1. Don’t throw it away. Breathe new life into those sad looking veggies at the bottom of the crisper by using them to make stock. Stock is like a magic potion. It turns your carrots, onions, chicken leftovers, and the stray celery stalk into a flavor (and nutrition) powerhouse. Pro tip: add a splash of vinegar if you’re using chicken or beef bones. It draws out the minerals, enhancing the nutritional value. Stock is a flavorful foundation for everything from soup to rice to pasta sauce. You can use it – or some ready-made stock – to make Chicken Pot Pie Soup. It’s just the kind of hearty dish that’s perfect for these times.

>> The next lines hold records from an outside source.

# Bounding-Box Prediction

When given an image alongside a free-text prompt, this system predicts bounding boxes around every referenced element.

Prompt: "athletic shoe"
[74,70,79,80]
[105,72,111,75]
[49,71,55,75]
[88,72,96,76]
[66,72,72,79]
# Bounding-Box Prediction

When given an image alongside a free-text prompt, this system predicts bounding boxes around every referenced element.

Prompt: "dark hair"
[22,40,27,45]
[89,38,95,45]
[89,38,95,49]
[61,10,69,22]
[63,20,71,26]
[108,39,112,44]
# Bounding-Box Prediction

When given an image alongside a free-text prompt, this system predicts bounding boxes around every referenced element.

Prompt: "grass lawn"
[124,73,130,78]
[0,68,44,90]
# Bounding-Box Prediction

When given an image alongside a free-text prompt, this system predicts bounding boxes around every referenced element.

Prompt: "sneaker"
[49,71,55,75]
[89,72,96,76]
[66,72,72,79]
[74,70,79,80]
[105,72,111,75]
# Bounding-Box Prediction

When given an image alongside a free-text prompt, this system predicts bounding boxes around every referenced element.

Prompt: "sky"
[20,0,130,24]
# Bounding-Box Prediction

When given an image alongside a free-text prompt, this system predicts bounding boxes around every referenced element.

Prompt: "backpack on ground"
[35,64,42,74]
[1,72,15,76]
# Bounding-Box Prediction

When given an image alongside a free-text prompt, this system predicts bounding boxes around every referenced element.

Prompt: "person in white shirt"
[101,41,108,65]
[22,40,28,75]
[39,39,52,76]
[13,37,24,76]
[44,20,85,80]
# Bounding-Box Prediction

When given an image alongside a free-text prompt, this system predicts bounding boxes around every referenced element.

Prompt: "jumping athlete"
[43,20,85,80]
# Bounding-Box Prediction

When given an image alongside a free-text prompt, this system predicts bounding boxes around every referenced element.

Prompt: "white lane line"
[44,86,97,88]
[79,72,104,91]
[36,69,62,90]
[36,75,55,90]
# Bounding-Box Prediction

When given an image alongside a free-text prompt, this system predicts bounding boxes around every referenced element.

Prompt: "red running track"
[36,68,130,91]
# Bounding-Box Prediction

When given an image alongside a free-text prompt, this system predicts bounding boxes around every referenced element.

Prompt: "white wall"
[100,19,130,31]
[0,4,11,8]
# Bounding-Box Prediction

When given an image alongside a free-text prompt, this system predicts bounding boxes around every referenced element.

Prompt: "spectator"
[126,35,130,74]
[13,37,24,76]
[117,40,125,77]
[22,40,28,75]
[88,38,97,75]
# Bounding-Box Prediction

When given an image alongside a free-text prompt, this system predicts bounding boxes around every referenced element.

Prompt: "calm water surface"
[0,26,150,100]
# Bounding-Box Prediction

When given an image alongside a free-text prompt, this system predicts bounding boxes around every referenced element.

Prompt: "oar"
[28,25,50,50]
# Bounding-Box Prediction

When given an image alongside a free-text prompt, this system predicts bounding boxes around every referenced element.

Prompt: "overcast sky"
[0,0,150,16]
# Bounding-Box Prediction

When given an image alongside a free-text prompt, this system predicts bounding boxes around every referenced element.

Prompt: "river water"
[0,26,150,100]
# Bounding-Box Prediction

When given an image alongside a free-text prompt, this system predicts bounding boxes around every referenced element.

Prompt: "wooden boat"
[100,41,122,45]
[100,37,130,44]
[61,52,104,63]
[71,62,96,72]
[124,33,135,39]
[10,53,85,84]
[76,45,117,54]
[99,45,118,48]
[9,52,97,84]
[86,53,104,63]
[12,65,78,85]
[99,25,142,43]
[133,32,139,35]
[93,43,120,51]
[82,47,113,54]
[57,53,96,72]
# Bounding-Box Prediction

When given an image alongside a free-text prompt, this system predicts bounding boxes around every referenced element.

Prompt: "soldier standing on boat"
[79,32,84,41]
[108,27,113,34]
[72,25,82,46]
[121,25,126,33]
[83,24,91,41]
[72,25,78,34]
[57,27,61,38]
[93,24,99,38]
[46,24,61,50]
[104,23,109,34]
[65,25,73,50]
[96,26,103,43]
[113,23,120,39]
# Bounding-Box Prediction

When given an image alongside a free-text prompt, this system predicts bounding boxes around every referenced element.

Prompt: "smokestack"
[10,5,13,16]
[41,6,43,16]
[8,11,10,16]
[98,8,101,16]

2. Embrace the casserole. Do you have some frozen or canned veggies, noodles, flour, spices, and some dairy? Congratulations. You have a casserole. Some assembly required. Comforting, one-pot dishes, casseroles are long on flavor (and memories) and short on clean up. You’re likely to have some leftovers, too.
3. Open the can of beans. Supplying protein, fiber, flavor, and body, beans pair with nearly anything, and most of us have a few forgotten cans hiding in the back of the panty. Beans make a hearty soup or luscious dip and form the base for taco Tuesday.
4. Gather the gang. This is prime time to anchor yourself and your family in the comforting ritual of a shared meal. Eating as a family improves our sense of connection to one another and nourishes both our bodies and minds. Eating together is a chance to share our lives, learn from one another, and help our children develop healthy habits.
5. Host a virtual dinner party. Family togetherness is good for the soul, but so is time with friends. The Japanese have developed a new tradition called the om-nomi – a virtual happy hour. Give it a shot, but while you have the video chat up and running, why not take things one step further and gather your friends or extended family for a virtual dinner party? You can catch up, try to outdo one another with your pantry creativeness, and feed your spirit with friends and loved ones. The connection with others will do you and your family good, and you just might learn a new pantry-raiding recipe in the process.